Namun, seiring berjalannya waktu saya juga jadi bertanya-tanya, bagaimana jika ada orang yang memutuskan tidak ingin memiliki anak walau sudah menikah?
Bagaimana dengan pasangan yang salah satu atau bahkan keduanya infertil sehingga tidak bisa punya anak? Bagaimana pula dengan mereka yang memutuskan untuk melajang hingga akhir hayat?
Lantas, apakah menikah dan memiliki anak wajib dimasukkan ke dalam bagian dari daftar tujuan hidup seseorang?
Sayangnya, kita hidup di tengah masyarakat yang memiliki budaya kolektif.
Akibatnya, agak sulit bagi kita--terutama perempuan--untuk sekadar memmiliki apalagi sampai menyuarakan pilihan personalnya untuk tidak menikah hingga tidak ingin punya anak atau child free.
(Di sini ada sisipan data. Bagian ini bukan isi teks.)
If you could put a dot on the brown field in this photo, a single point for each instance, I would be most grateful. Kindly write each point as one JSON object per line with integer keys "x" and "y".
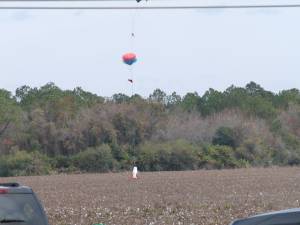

Salah satu contohnya adalah Gita Savitri.
Di masyarakat yang menganut pandangan pro-life atau pro kehidupan, child free adalah hal yang asing. Akibatnya jika ada seseorang yang menginginkan child free maka akan dianggap “menyimpang” dari pandangan umum masyarakat mengenai keluarga ideal.
Keluarga ideal yang banyak diyakini oleh masyarakat kita harus terdiri dari ayah, ibu, dan anak. Maka tanpa kehadiran salah satunya, sebuah keluarga belum bisa dikatakan sebagai keluarga ideal atau secara sederhana tidak utuh.
Oleh karenanya, kehadiran anak akan dianggap sebagai pelengkap kebahagiaan pasangan suami istri dalam menjalani kehidupan berumah tangga.
Bahkan saking inginnya memiliki anak, pasangan suami istri yang belum kunjung memiliki anak padahal tela menikah cukup lama melakukan berbagai cara agar mereka bisa memiliki anak.
Jadi, tak mengherankan bila ada pasangan yang memilih untuk child free akan dianggap tidak bersyukur dan tidak peka terhadap perjuangan para pasutri yang ingin memiliki anak.
Perlu diakui bahwa kita memang masih belum terbiasa dan cenderung enggan menghadapi pilihan perempuan atau siapa pun yang kadang berseberangan dengan pilihan mayoritas masyarakat. Child free adalah salah satunya.
Di sebuah lingkungan masyarakat, jika ada perempuan yang memiliki pandangan berseberangan maka akan dianggap sebagai pembangkang, bahkan hingga diberi cap sebagai “bukan perempuan baik-baik” atau “bukan perempuan salehah”.
Akibatnya seringkali perempuan hanya punya pilihan yang sangat terbatas, bahkan dalam beberapa kasus tertentu bisa jadi tidak punya pilihan sama sekali.
Sebagian perempuan tidak tahu apa yang mereka inginkan. Sebagian lainnya bahkan tidak tahu bahwa dirinya boleh punya dan menentukan pilihan.